According to Boeing, the proposed four-year deal agrees with the union’s approach to extend the terms of the previous contract for current employees “except for proposals explicitly agreed upon by both parties during negotiations”.
Under the terms of the deal, all workers represented by SPEEA would see salary pools of five per cent per annum for the duration of the contract. Additional pay and incentives would amount to $84,071 for engineers and $64,515 for technical personnel; extra benefits would include a freeze on any increase in employee contributions to health care programmes, plus an enhanced retirement savings plan for new recruits.
Mike Delaney, VP of engineering, Boeing Commercial Airplanes described the proposed deal as “a market-leading offer by all measures”, adding somewhat euphemistically that reaching an agreement “as soon as possible will allow all of us to focus our time and energy on the immediate challenges facing the company”.
“Immediate” is indeed the word. EASA has followed the FAA’s lead by grounding the 787 in Europe, Boeing’s Dreamliner customers have issued apologies to passengers and word of the aircraft’s troubles has flooded beyond the industry into the public domain. The last thing Boeing needs right now is a hissy fit by some of its most crucial employees.
But of course, for those workers now is the ideal time to strike (perhaps literally). SPEEA yesterday turned up the heat by calling for a rejection of the final offer, claiming that Boeing’s actions “reiterate the company’s growing disrespect for the engineers and technical workers who are essential to working issues and restoring confidence in the 787”. The union dismissed claims that such tasks could be performed by others.
Meanwhile, Airbus chose the same day to trumpet new delivery records for 2012 (588 aircraft to 89 customers) and the surpassing of its order target of 650 orders (914 gross) - adding helpfully that it has set “a new industry-wide record” backlog of 4,682 aircraft valued at over $638bn.
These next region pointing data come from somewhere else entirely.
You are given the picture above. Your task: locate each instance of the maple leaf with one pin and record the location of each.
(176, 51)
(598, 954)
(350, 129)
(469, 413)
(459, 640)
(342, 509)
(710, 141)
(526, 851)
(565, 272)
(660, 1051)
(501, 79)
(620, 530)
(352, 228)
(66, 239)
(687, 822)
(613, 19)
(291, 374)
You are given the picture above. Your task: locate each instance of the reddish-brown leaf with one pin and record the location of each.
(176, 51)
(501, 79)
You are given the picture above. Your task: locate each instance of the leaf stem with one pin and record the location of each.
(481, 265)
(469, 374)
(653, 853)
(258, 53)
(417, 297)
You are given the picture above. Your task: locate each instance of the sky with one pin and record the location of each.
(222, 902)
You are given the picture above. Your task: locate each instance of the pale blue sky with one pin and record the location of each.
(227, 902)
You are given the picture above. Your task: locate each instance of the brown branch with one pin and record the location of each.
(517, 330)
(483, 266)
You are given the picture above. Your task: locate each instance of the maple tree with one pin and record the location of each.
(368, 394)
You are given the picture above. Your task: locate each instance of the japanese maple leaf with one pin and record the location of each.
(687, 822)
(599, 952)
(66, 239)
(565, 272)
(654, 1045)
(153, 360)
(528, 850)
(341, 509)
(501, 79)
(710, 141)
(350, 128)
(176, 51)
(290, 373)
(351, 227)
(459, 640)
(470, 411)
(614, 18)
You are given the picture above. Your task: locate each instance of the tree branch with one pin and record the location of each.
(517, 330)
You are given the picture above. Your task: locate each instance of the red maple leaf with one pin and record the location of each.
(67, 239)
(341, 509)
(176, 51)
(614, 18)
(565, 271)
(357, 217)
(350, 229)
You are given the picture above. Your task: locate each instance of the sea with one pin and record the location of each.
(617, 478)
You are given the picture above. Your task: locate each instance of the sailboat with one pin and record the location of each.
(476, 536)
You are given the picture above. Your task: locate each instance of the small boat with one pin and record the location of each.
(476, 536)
Oh, and Airbus also announced that it’s putting its prices up – by an average of 3.6 per cent.
While rumours are running like wildfire and it’s best to wait for the official verdict from the regulators on the root causes of the Dreamliner’s problems, some observers have speculated that Boeing ended up pushing out the 787 sooner than was wise, after a series of delays in development.
Whether or not that is the case, yesterday’s collection of announcements would appear to confirm that timing is everything.